Siamo nell’ala settecentesca del palazzo. La sala è accogliente, calda, soffitto basso, camino (di bellezza) e arredi del Ottocento: era l’appartamento della servitù dei conti d’Arco. Ad accompagnarci è Silvia Tosetti, responsabile della biblioteca e dell’archivio. Da uno schedario estrae una scheda dove sono annotate le stampe di Albrecht Dürer (alcune, relative alle storie della Vergine e di Gesù) che si trovano al pianoterra, proprio sotto la sala di consultazione dove ci troviamo.
Sentendo il nome di Dürer (il massimo esponente della pittura tedesca rinascimentale tra il Quattro e il Cinquecento) comprendiamo di essere in uno dei luoghi di Mantova dove la cultura non è uno scherzo. E sentendo che insieme ai Dürer ci sono disegni di Perin del Vaga, Palma il Giovane e Giuseppe Bazzani, la sensazione si fa più consistente e subito ci accorgiamo di avere dimenticato a casa la pillola per farci rinvenire dalla sindrome di Stendhal, quella che perdi i sensi di fronte agli eccessi della bellezza.
Sentendoci un po’ come James Stewart nel film “Vertigo” di Hitchcock, saliamo al piano nobile ed entriamo nella sala grande della biblioteca, confortandoci nell’apprendere che prima del 1830 era una sala da pranzo, chiamata Galleria dei pranzi.
Richiamando alla mente la cucina del palazzo – con mestoli e paioli di rame e formine per i budini – immaginiamo i menù quando Silvia Tosetti ci serve su un leggio la prima portata: “Astronomicum caesareum”, stampato a Ingolstadt nel 1540, un trattato illustrato di astronomia di tono divulgativo, comprensibile a tutti. Infatti l’autore, il geografo tedesco Pietro Apiano dedicò l’opera agli imperatori Carlo V e Ferdinando d’Asburgo, che di astronomia se ne intendevano come noi.

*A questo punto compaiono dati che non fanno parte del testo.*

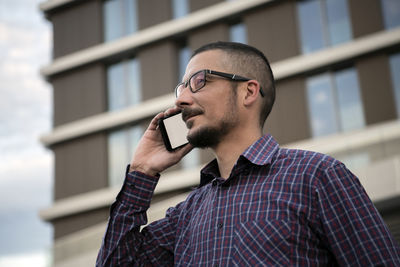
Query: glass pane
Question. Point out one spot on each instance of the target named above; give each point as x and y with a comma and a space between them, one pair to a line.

Poco più in là, su un tavolo c’è la seconda portata: “Chronica mundi” di Hartmann Schedel, stampata a Norimberga nel 1493, la storia del mondo partendo dalla narrazione biblica e con le immagini di tante città, tra cui Mantova cinta di mura, un po’ immaginaria con guglie alla tedesca.
Per contorno c’è il “Libro d’ore”, della seconda metà del Quattrocento, verso il 1460. La dottoressa Tosetti spiega che il manoscritto, di produzione francese, serviva per organizzare la preghiera dei laici durante la settimana, a determinate ore.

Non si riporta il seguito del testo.